The Road to the Finals: Duel For The Decade

What more can we say about these two teams? This is the fourth straight year these two teams have matched up in the NBA Finals. The rosters have changed, résumés have changed, and the stakes are slightly higher. Allow me to explain.

Two months ago, this blog published an article regarding NBA history and how the decades tell the tale. NBA history is very easy to skim over if you’re in a rush. George Mikan and the Minneapolis Lakers drove history in the 1950s, Russell’s Celtics dominated the 1960s, a dark age of drugs and tape delays plagued the 1970s, Magic and Bird saved the game in the 1980s, Jordan took the game globally in the 1990s, and Tim Duncan/Kobe/Shaq defined the 2000s era of basketball. The 2010s were supposed to be the LeBron era. And for a time, it was without question. LeBron has appeared in all but one NBA Finals (2010), his movement controlled the league and what teams were doing, and he was winning. That was until a team in the East Bay rose to prominence.

Now think back to the Summer of 2014. The dynastic ambitions of the Miami Heat had been killed on a warm night in San Antonio. Following this, LeBron returned to Cleveland to join forces with Kyrie Irving and Kevin Love with two rings in his back pocket. The Warriors were nowhere in the title picture. Hiring Steve Kerr just looked like a team desperate to take the next step from first-round eliminations. Now consider what we know now: The Cavs would go on to appear in three-straight NBA Finals. Also, imagine a scenario where the Warriors don’t exist. Could LeBron beat a James Harden-Dwight Howard Rockets team on his own? There’s a good chance he could’ve done it. Could he have led the now healthy Cavs to a Finals victory over the KD-Russ Thunder? I believe he could. Could he make it three in a row by beating his old nemesis in the San Antonio Spurs? Once again, I believe he could. Without the existence of the Warriors, LeBron could have had five rings, looking for his sixth, and have a 5-2 Finals record. The GOAT debate would be over (though some people already believe it’s over). Unfortunately for LeBron, the Warriors do exist and they look poised to build a dynasty at his expense.

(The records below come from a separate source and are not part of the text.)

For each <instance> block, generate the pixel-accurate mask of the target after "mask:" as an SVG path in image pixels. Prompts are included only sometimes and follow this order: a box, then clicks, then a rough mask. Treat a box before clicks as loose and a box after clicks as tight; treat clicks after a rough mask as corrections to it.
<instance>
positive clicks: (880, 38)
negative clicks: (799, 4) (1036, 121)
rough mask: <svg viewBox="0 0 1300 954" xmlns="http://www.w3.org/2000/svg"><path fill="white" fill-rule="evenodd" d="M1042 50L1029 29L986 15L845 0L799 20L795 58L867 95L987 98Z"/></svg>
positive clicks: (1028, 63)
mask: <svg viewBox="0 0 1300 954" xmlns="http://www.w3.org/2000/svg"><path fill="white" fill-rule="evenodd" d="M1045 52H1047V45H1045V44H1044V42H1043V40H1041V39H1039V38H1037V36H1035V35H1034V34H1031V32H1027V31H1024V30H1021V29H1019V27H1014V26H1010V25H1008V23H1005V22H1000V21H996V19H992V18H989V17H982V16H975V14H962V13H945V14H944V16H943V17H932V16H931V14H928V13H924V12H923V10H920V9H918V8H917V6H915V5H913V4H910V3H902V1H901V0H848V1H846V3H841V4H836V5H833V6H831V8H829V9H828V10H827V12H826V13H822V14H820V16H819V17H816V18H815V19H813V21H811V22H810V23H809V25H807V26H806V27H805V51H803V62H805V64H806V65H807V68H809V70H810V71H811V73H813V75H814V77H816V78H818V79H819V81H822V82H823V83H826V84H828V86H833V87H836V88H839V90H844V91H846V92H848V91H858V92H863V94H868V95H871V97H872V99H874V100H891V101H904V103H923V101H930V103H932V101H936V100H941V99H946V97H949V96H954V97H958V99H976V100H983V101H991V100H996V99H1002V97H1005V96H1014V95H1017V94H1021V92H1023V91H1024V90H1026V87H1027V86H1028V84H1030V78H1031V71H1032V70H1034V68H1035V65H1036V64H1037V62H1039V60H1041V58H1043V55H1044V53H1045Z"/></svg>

What the Warriors have done to LeBron’s era is cut it in half. Yes, LeBron is still the best player of this decade. But ever since 2015, LeBron has not been the game’s driving force. That distinction belongs to Golden State. They have a transcendent player in Steph Curry that has ushered in a new style of play. Golden State took LeBron’s Miami blueprint to its apex with the Kevin Durant signing. Ever since 2015, the league has been dictated by them. How to beat them, how to be like them, how to join them, and so on. All we can say about LeBron is that he’s the best player. And for the first time in NBA history, it feels like that title is a little empty. So let’s say the Warriors win another championship. Who would this decade belong to then? And since they’ll likely be favored again next season, what if the Warriors make it three in a row and four out of five to close the decade? Just a thought about what’s on the line here. While this series likely won’t impact anyone’s legacy, it will write history. But once again, these are just my thoughts.